Closed xrobin closed 5 years ago
The function is mostly vectorized now, except the part that matches the user-supplied thresholds to ours. One difficulty is that we can't rely on the threshold values themselves and must look at the predictors instead. This step still relies on a call to sapply
and is basically as slow as before.
The thresholds are now determined with a for and while loop in something like O(n). Ugly but very efficient.
> system.time(coords(r, "a"))
utilisateur système écoulé
0.236 0.020 0.257
Keeping the issue open to ponder whether it is worth updating the function with input="se" and input="sp". Those still call match repeatedly, however it is unclear whether that will be a problem as we never go along all of them systematically like with x="all".
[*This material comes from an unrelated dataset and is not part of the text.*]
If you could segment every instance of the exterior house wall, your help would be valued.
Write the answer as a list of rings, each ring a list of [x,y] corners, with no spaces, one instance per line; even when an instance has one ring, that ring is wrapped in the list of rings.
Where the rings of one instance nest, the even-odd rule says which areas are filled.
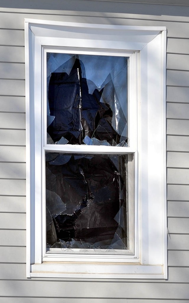
[[[189,6],[135,2],[0,1],[0,303],[188,301]],[[26,278],[24,18],[166,27],[167,280]]]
Skipping the step through numeric thresholds, and skipping the calculation of extra coordinates when only the existing se/sp/thr are requested, saves even more time.
> system.time(coords(r, "a"))
utilisateur système écoulé
0.003 0.000 0.003
coords
is now fairly competitive, and takes < 5% the time it takes to create a very large ROC curve.
> response <- rbinom(1E7, 1, .5)
> predictor <- rnorm(1E7)
> system.time(r <- roc(response, predictor))
Setting levels: control = 0, case = 1
Setting direction: controls < cases
utilisateur système écoulé
11.403 2.146 13.543
> system.time(coords(r, "a"))
utilisateur système écoulé
0.328 0.216 0.544
I would expect it to complete more or less instantly.